Over the past few years, television has gotten a lot more diverse, in large part due to shows like CW’s “Jane the Virgin.” Actor Jaime Camil, who plays telenovela star Rogelio de la Vega, knows firsthand the importance of portraying Latinos in a realistic light instead of relying on stereotypes.

“With our position and influence in each project, we must make an effort to debunk the repulsive stereotypes we are sometimes put in,” Camil explains. “This is why I love “Jane the Virgin.” [It] represents Latinos not as a caricature, but as the many million middle class Americans that make this country so diverse and rich.”

Behind the scenes

“For us, being Latino is not about one month, it is about living every day proud of our heritage and where we come from.”

Diversity comes in many forms: racial, ethnic, gender, geographic and economic. However, most film and television studios fail to depict accurate representations of America and the people who inhabit it. Camil believes that, to continue to be successful, directors will have to be more mindful.
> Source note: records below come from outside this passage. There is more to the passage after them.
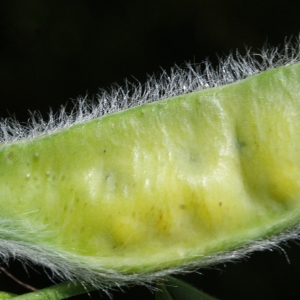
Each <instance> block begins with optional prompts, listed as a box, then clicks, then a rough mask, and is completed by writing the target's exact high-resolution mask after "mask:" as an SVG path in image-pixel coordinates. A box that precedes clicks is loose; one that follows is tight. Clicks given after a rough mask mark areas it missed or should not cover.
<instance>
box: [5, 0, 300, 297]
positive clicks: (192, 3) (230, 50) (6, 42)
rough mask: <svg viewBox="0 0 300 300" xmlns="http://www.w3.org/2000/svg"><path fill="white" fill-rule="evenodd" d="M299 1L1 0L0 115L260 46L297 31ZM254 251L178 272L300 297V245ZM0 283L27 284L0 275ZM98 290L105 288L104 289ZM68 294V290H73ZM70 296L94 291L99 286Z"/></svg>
mask: <svg viewBox="0 0 300 300" xmlns="http://www.w3.org/2000/svg"><path fill="white" fill-rule="evenodd" d="M299 13H300V2H299V1H291V0H285V1H276V0H272V1H270V0H267V1H263V0H251V1H249V0H243V1H241V0H239V1H238V0H236V1H233V0H232V1H226V0H209V1H199V0H198V1H196V0H194V1H192V0H181V1H176V0H172V1H171V0H159V1H158V0H153V1H141V0H124V1H114V0H111V1H100V0H99V1H96V0H92V1H83V0H79V1H62V0H41V1H33V0H27V1H26V0H11V1H0V22H1V23H0V117H2V118H5V117H7V116H15V117H16V118H17V119H18V120H20V121H22V122H25V121H26V120H27V119H28V117H29V113H28V110H30V111H40V112H41V113H42V115H43V116H44V117H45V118H47V113H48V112H49V109H50V107H51V108H52V109H53V110H54V111H58V110H59V108H60V107H61V105H67V104H68V103H69V104H68V106H67V108H68V109H70V108H71V105H70V103H71V101H70V99H76V98H77V97H78V96H79V95H82V96H84V95H86V94H87V93H88V94H89V95H90V97H92V95H93V94H96V93H97V92H98V88H109V87H110V85H111V84H113V83H118V84H120V85H122V84H123V83H124V79H125V78H127V79H129V80H130V79H131V78H132V80H135V79H133V78H136V79H138V80H139V81H141V82H144V81H145V80H146V78H147V74H153V73H155V74H159V73H160V71H161V68H163V69H166V70H169V69H170V68H171V67H172V66H173V65H174V63H176V64H178V65H182V64H183V63H184V62H185V61H192V62H201V61H203V60H205V59H206V58H208V57H209V59H210V61H212V63H213V64H214V65H216V64H217V61H218V60H217V55H219V56H224V55H226V54H228V53H230V52H232V51H235V49H236V48H238V49H239V50H240V52H241V53H245V47H244V46H245V45H247V46H251V49H253V50H254V51H255V50H258V49H259V48H261V47H262V46H263V45H264V44H265V42H268V43H269V44H271V45H274V46H276V45H279V44H282V43H283V42H284V39H285V37H291V36H292V35H293V36H298V34H299V32H300V30H299V29H300V26H299V25H300V17H299ZM284 249H285V251H286V254H287V256H288V258H289V260H290V263H288V261H287V259H286V256H285V254H284V253H283V252H280V251H278V252H277V251H275V252H263V253H255V254H253V255H251V257H249V258H247V259H245V260H243V261H240V262H236V263H228V264H226V265H219V266H217V267H216V268H214V269H211V270H199V273H201V274H197V273H193V274H190V275H187V276H185V277H184V278H185V280H187V281H188V282H190V283H192V284H194V285H195V286H197V287H199V288H201V289H202V290H204V291H205V292H207V293H210V294H212V295H214V296H216V297H218V298H219V299H223V300H225V299H246V300H247V299H265V300H267V299H272V300H275V299H300V284H299V282H300V247H299V246H297V245H295V244H293V243H289V244H288V246H284ZM9 265H10V268H9V271H10V272H11V273H13V274H14V275H15V276H17V277H18V278H20V279H22V280H24V281H25V282H27V283H30V284H32V285H33V286H35V287H37V288H42V287H45V286H48V285H50V284H51V282H50V281H49V280H48V279H47V276H46V275H44V271H43V270H42V269H37V271H38V272H35V271H29V274H27V273H26V272H25V271H24V269H23V268H22V266H21V265H20V264H19V263H17V262H13V261H11V262H10V264H9ZM0 290H5V291H10V292H15V293H23V292H26V290H25V289H23V288H22V287H20V286H19V285H17V284H16V283H14V282H13V281H12V280H11V279H8V278H7V277H6V276H5V275H4V274H1V275H0ZM124 291H125V292H113V299H145V300H146V299H154V295H153V294H152V293H151V292H150V291H149V290H148V289H147V288H144V287H134V288H128V289H127V288H126V289H125V290H124ZM101 295H102V296H103V299H108V297H107V296H106V295H105V294H103V293H101ZM72 299H73V298H72ZM74 299H100V294H99V292H93V293H91V294H90V296H88V295H86V296H80V297H74Z"/></svg>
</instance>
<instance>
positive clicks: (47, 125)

“We are moving in the right direction and we have many organizations fighting to make [inclusion] a reality, but the main problem is hiring the right people for the job in studios and networks,” he explains.
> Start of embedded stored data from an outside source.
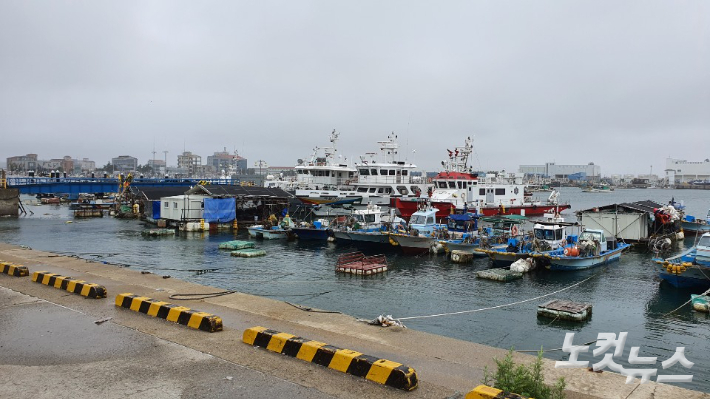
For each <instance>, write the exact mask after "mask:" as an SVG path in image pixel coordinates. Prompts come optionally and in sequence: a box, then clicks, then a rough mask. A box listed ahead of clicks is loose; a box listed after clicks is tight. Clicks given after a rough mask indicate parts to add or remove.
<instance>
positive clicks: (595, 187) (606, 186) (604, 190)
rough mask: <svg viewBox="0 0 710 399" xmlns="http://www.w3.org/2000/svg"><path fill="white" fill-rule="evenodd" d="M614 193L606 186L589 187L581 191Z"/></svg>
mask: <svg viewBox="0 0 710 399" xmlns="http://www.w3.org/2000/svg"><path fill="white" fill-rule="evenodd" d="M612 191H614V189H613V188H611V187H609V186H607V185H600V186H596V187H595V186H589V187H587V188H584V189H582V192H583V193H610V192H612Z"/></svg>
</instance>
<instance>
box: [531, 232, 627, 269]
mask: <svg viewBox="0 0 710 399" xmlns="http://www.w3.org/2000/svg"><path fill="white" fill-rule="evenodd" d="M569 241H571V243H569V244H567V245H565V246H564V247H560V248H557V249H555V250H552V251H547V252H544V253H543V254H542V256H543V257H544V258H545V259H546V261H547V262H549V264H547V265H545V267H546V268H547V269H550V270H582V269H589V268H591V267H596V266H601V265H605V264H607V263H611V262H614V261H617V260H619V259H620V258H621V253H622V252H623V251H624V250H625V249H626V248H628V247H630V245H629V244H626V243H623V242H618V241H616V239H610V240H607V239H606V236H605V235H604V231H603V230H598V229H585V230H584V231H582V233H581V234H580V235H579V239H578V241H575V240H574V239H571V240H569Z"/></svg>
A recent report by the University of Southern California’s Annenberg School for Communication and Journalism found that more than half of 2016’s top 100 films featured no speaking characters who were Hispanic.

“You can't have a person in charge of the international division if they don't even know the difference between Brazil and the rest of the Latin American countries.”

Humble beginnings

Camil was born in Mexico City, the son of a Mexican businessman and a mother who sang. Jaime initially followed in his mom’s footsteps, releasing records which include “Para Estar Contigo” and “Una Vez Mas.” He credits his family for filling his life with support, joy and orgullo.

“We don't celebrate Hispanic Heritage Month,” he explains. “For us, being Latino is not about one month, it is about living every day proud of our heritage and where we come from.”